大古本まつり

 関東では最大級の古書店「つちうら古書倶楽部」のオープンを記念する大古本まつりに出かけた。茨城県土浦駅西口から1分のパティオビル1Fのもとパチンコ店の約250坪の広いスペースに、地元をはじめ福島・栃木・埼玉・東京など20の古書店が出店、文学・歴史・地方史・絶版漫画・全集など30万冊が展示即売され、多くの古本ファンでにぎわっていた。今後の展開に期待したい。

 例によってDVDオタクの相棒と車で出かけた。途中、今が盛りの桜並木が続き、とてもきれいだった。土浦駅西口から右手りそな銀行を右折するとすぐにパティオビルが見つかったが、専用駐車場が無いのが痛かった。次回は付近の駐車場を調べてからゆっくり本を見られるようにしたいと思った。

 店内に入るとさすがもとパチンコ店。広い広い!! 10時半ごろだったが、すでに老若男女で押すな押すなの大盛況。各店ともちょっとランダムな陳列なのでどこから攻めて行ったら良いのか最初のうちはかなりとまどった。が、棚をみていくと、やはり文学・歴史関係の本が多い。なかでも仏教関係の古書が各店舗で目についた。お目当ての自然科学関係の本は少ない。いや、ほとんど無い状態。それでも新古書店に比べれば格段にバラエティーに富んだ品ぞろえ。けっこう目の保養になった。古本屋はおじさんのワンダーランドである。

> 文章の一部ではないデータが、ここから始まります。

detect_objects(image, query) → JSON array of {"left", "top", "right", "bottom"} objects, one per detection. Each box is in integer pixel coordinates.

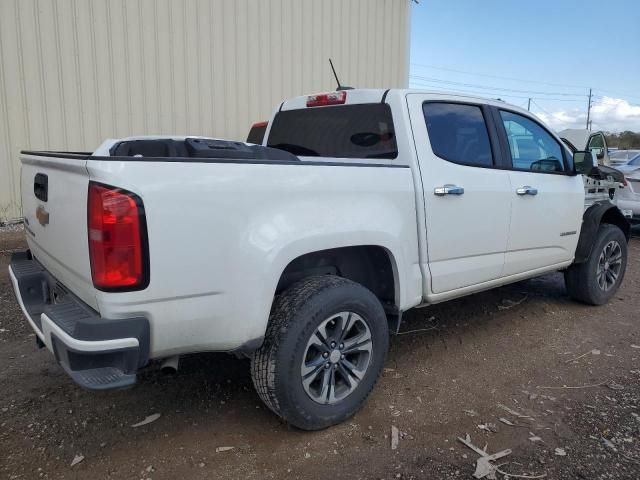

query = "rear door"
[
  {"left": 407, "top": 93, "right": 513, "bottom": 294},
  {"left": 493, "top": 108, "right": 584, "bottom": 275}
]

 一方、DVDオタクの相棒は「難しい本が多い」と30分ぐらいでギブアップ。そんなわけで人文書を少々買って、1時間余りで引き揚げた。今度は一人で来て、隅から隅までゆっくり見ることにしょう。きっと掘り出し物があるに違いない。久々に古本屋の奥深さを垣間見たような気がした。

 次は北関東最大級の新古書店へ向かう。その前に例によって回転ずし店に寄り腹ごしらえをした。昨今の回転ずしは本当にシャリが少ない。小さなシャリの上に載ったまぐろの赤身が両脇に垂れ下がっているのはなんとも不格好な形態に思える。メニューの三分の一がマヨネーズやドレッシングがかかった新ネタ。子どもたちはこうした寿司の味がいわゆる「寿司」として記憶されていくのだろうか。ハンバーガー・牛丼・カレーライス・ラーメン…etc。良い悪いは難しい問題だが、日本の伝統食「寿司」も今やジャンクフード化しているのかもしれない。ファストフード店での食事は自己家畜化を招いているといわれているが、いかがなものか…。

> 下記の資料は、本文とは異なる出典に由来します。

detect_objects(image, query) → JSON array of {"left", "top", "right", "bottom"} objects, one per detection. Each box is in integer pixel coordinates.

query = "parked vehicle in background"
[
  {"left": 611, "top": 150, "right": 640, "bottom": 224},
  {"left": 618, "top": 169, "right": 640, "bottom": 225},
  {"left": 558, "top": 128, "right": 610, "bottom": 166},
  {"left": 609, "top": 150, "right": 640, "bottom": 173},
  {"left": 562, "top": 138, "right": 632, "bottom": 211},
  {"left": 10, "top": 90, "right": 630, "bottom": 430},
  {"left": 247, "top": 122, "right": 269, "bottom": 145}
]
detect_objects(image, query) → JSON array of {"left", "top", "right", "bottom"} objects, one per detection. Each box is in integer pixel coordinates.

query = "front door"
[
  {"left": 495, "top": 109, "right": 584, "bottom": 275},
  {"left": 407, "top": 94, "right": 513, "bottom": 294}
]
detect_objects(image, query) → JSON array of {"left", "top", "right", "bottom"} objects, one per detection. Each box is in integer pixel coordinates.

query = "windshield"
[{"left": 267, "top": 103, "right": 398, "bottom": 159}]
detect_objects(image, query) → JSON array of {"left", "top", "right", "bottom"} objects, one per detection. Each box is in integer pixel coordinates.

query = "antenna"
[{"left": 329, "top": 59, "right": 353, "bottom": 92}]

 さて、新古書店に到着した。ここは日用品や衣服、電化製品、楽器なども商っている大型複合店。休日とあってかなりの人出でにぎわっていた。洋書の棚を覗くと、インドネシアカリマンタンに関する地理や歴史、自然に関する本が5冊並んでいた。某国立大学のそばなので研究者が異動に伴い処分した本の一部なのかもしれない。そんな1冊にOdoardo Beccari, Wandering in the great forests of borneo. Oxford UPという本が目に留まった。オランウータンの生態についての章があったので何かの役に立つかもしれないと思い購入した。200円。Oxford UPの本には弱いのだ。その後もいくつかの新古書店に寄り文庫や新書を数冊買い求めた。この頃はハンディな文庫や新書を主に買っている。

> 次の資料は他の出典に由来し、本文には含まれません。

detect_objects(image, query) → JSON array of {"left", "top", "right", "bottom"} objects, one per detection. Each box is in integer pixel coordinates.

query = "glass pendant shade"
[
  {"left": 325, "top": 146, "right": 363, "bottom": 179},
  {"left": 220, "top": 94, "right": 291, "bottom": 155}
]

 つちうら古書倶楽部は、全国紙や地元の情報紙などに取り上げられて話題性を提供したが、コンスタントに継続していけるかどうかは地域のキャパシティなどから未知数だろう。出店した20余りの古書店主が知恵を出し合い、新古書店を横目で見ながら、どう維持・展開していくのかが注目される。近くまた伺います。